The restaurant and grocery sectors have also been transformed. Order-ahead was important before — now it is the primary means to serve customers. And the increasing pressures on various supply chains have also led to different commerce experiences in the grocery industry. Meat and egg shortages have led to rationing. Rationing has, in turn, forced merchants to address inventory management in new ways, including on a digital checkout page.
While keeping up with demand is crucial, it is equally important to present customers with preferred, contactless ordering and delivery processes, whether that is buy online, pick up in-store (BOPIS), delivery or curbside pickup. A fully integrated payment management solution can help ensure a merchant’s digital and card-present ecosystems operate together, reducing fraud risk and ultimately lowering labor and operational costs.
Gearing Up For Fraudsters
With the pivot toward online sales, toward card-not-present transactions, Jaques said, fraudsters are “gearing up to hit” merchants, especially smaller ones, across several avenues of attack.
There has been a big jump in phishing attacks, synthetic ID fraud, and card testing (in which bad actors try to determine if stolen card information can be used to make fraudulent transactions), she said.

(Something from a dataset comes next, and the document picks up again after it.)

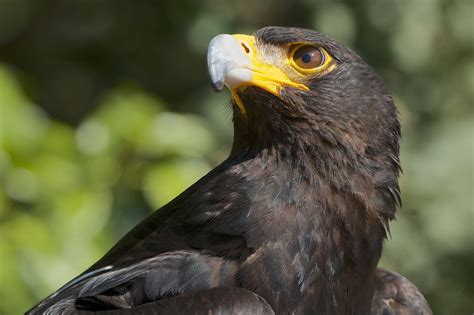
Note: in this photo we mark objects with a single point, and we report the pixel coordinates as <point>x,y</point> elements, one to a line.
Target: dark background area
<point>106,114</point>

“Card on file is where we are seeing that merchants need to be creative and aggressive around monitoring fraud,” she told Webster.

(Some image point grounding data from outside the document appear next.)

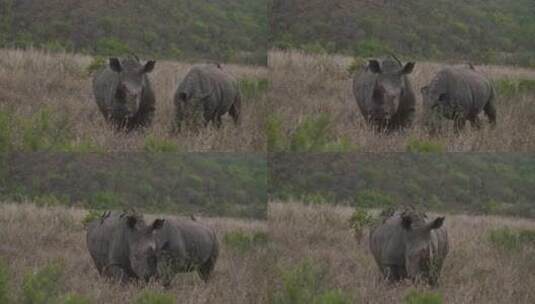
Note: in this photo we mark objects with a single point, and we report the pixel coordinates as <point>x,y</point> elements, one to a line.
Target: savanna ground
<point>309,255</point>
<point>47,103</point>
<point>32,238</point>
<point>316,243</point>
<point>313,109</point>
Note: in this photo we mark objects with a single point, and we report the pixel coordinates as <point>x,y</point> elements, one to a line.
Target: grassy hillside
<point>47,103</point>
<point>314,110</point>
<point>495,31</point>
<point>320,261</point>
<point>49,260</point>
<point>223,30</point>
<point>207,184</point>
<point>474,183</point>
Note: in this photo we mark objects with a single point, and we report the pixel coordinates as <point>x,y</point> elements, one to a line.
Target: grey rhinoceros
<point>384,94</point>
<point>459,94</point>
<point>123,247</point>
<point>209,91</point>
<point>185,246</point>
<point>407,245</point>
<point>124,94</point>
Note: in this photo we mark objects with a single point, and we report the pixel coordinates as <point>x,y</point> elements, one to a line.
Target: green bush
<point>511,240</point>
<point>4,283</point>
<point>373,199</point>
<point>152,297</point>
<point>424,146</point>
<point>154,144</point>
<point>73,298</point>
<point>242,242</point>
<point>416,297</point>
<point>251,88</point>
<point>43,286</point>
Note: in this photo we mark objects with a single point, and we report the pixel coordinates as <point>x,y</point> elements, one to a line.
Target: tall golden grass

Attention must be paid to the shifts in consumer behavior as well if the payments ecosystem is to be successful in ferreting out fraud, in separating good transactions from the bad.
Consider the case that not all that long ago, one-way international flights would have been considered suspect and flagged as high-risk transactions, said Jaques. That’s no longer the case.
These and other behaviors are being exhibited by consumers for the first time — possibly in massive volumes across a number of different merchant categories.
To have a dynamic monitoring of shifting behaviors, said Jaques, “We’re really seeing a fusion approach between a rule-based capability set and AI [artificial intelligence], ML [machine learning]. And there is just tremendous value in that synergy in an environment like this.”
Asked by Webster whether merchants will change how they manage payments, Jaques said larger merchants may change the configuration of their business and card-present, face-to-face transactions.
That business, she said, “may stay more muted.” Smaller firms have been relatively slower to adopt digital capabilities, but now realize they have to make the switch.
Fortunately, she added, over the past few years the tools available to support SMBs have improved meaningfully, especially across platforms that can help these SMBs deliver streamlined experiences.
“There’s a lower cost to entry than there has been in the past,” she said.
Against that backdrop, digital invoicing can help firms better manage cash flow.
Efficient chargeback and dispute management processes, such as those offered by Verifi, a Visa solution, she said, can take operational (and time-consuming) burdens away from merchants and consumers.
“There’s a silver lining here,” she said of the inexorable rise of digital commerce, with the pandemic as a tailwind.
“Consumers have desired this seamless experience with merchants for some time,” Jaques told Webster, adding that “merchants no longer can think about this as an option — it’s required.”